As a call to arms, you can’t beat the first target in the first of the Millennium Development Goals … “Between 1990 and 2015, reduce by half the proportion of people living on less than a dollar a day“. There were about 1.2 billion people living on $1 per day or less in 2001 (about 1 in 5 people). The trouble with this goal is that it encourages efforts to focus on the second poorest 600 million people in world, in the hope that they can be dragged over the MDG line because they are nearest to it. [Similar things happen with any target for clearing a threshold: eg. in education, getting 5 good GCSEs… teacher’s incentive is not to waste time on some kid that can’t read]. As the chart shows most of the MDG progress to date is from rapidly growing China and the Far East… in sub-Saharan Africa, it’s actually heading the wrong way.
There is good theory (backed by common sense) that says a given sum of money is worth more to you, the poorer you are. This means the relation between ‘utility’ or welfare and consumption is not a straight one-for-one. The UK Treasury has examined this relationship and its bible of economic rectitude, the Green Book (see relevant section), gives the function as:
extra welfare = extra consumption x 1/consumption level
Assuming something like this applies to the very poor, this relationship is plotted to the left. This means a one cent per day increase is worth 5 times as much to someone on 20c per day compared to someone on $1 per day. If the aim of a development organisation was to maximise welfare from its programmes (rather than meet MDGs), it would be focussing on making small improvements in the position of the ultra poor, not pushing the upwardly mobile 2nd income decile over the MDG line. And even though it is difficult and expensive to do it, the welfare return would could be more than enough to justify the extra costs and apparent inefficiencies.

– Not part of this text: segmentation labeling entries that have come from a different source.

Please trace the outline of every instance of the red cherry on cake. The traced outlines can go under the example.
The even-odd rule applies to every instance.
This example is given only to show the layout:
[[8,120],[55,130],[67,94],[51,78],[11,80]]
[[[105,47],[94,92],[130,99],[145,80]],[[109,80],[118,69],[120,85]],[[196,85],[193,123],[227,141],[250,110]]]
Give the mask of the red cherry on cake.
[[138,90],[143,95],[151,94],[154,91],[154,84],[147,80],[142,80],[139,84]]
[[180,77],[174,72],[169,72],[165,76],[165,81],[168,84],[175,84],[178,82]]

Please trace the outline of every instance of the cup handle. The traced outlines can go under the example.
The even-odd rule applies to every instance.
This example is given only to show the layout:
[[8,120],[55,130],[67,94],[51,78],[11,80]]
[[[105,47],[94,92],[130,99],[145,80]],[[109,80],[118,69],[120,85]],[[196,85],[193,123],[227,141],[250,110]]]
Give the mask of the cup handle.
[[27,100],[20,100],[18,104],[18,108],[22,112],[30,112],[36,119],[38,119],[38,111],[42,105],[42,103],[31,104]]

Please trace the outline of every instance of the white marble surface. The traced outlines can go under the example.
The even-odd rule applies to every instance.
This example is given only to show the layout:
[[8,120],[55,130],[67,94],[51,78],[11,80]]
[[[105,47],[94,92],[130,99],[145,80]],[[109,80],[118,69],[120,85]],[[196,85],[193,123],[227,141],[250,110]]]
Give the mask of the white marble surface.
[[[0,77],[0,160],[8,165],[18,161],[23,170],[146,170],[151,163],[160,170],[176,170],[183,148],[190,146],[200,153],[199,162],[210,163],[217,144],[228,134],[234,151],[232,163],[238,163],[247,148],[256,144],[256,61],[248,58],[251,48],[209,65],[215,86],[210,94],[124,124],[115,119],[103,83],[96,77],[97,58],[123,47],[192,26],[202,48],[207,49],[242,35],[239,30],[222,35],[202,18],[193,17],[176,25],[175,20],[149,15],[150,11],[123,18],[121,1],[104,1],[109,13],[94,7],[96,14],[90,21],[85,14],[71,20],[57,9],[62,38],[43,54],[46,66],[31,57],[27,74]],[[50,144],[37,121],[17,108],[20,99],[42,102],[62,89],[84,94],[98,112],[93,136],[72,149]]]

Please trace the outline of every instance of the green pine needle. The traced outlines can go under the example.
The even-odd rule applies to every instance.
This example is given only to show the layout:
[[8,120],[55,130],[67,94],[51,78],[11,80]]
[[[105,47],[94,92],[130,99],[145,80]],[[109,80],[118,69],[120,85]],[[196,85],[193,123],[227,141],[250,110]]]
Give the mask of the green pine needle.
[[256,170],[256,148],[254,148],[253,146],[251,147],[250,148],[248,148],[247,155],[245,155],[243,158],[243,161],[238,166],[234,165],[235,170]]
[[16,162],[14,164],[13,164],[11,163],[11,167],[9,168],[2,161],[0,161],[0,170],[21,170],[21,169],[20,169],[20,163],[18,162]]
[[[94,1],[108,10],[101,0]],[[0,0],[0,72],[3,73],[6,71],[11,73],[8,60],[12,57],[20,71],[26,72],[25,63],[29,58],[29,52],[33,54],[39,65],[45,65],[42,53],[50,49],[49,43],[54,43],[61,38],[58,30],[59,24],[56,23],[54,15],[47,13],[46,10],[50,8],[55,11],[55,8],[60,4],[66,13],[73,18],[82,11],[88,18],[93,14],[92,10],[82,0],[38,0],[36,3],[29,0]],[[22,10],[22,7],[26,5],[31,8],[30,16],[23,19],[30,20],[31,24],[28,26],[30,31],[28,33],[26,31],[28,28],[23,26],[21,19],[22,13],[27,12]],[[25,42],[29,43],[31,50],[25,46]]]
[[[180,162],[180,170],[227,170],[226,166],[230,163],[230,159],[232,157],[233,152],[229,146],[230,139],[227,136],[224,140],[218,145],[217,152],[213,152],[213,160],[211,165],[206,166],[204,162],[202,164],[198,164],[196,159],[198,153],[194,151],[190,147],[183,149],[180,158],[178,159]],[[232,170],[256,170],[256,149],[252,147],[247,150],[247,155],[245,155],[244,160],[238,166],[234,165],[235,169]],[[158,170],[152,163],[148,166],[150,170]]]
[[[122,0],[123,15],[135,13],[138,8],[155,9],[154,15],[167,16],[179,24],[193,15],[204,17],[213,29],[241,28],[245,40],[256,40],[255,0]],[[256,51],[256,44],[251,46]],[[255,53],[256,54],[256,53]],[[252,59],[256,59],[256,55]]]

Apart from the fact that the MDGs disincentivise it, why doesn’t this happen? Probably because the most wretched people live in conflict zones, fragile states, and/or on environmentally marginal or threatened lands. Here the development organisations find it much harder to operate – the ‘aid agency’ model is comfortable funding photogenic schools and hospitals… but what the ultra poor need is their basic needs met, and usually security and stability above all. But peace-keeping or peace-making expenditures don’t count against the UN commitments for rich countries to spend 0.7% GDP on overseas development assistance, so these large sums go elsewhere.
So, to summarise: big totemic development targets discourage the most welfare-maximising interventions for the most desperate people. Great!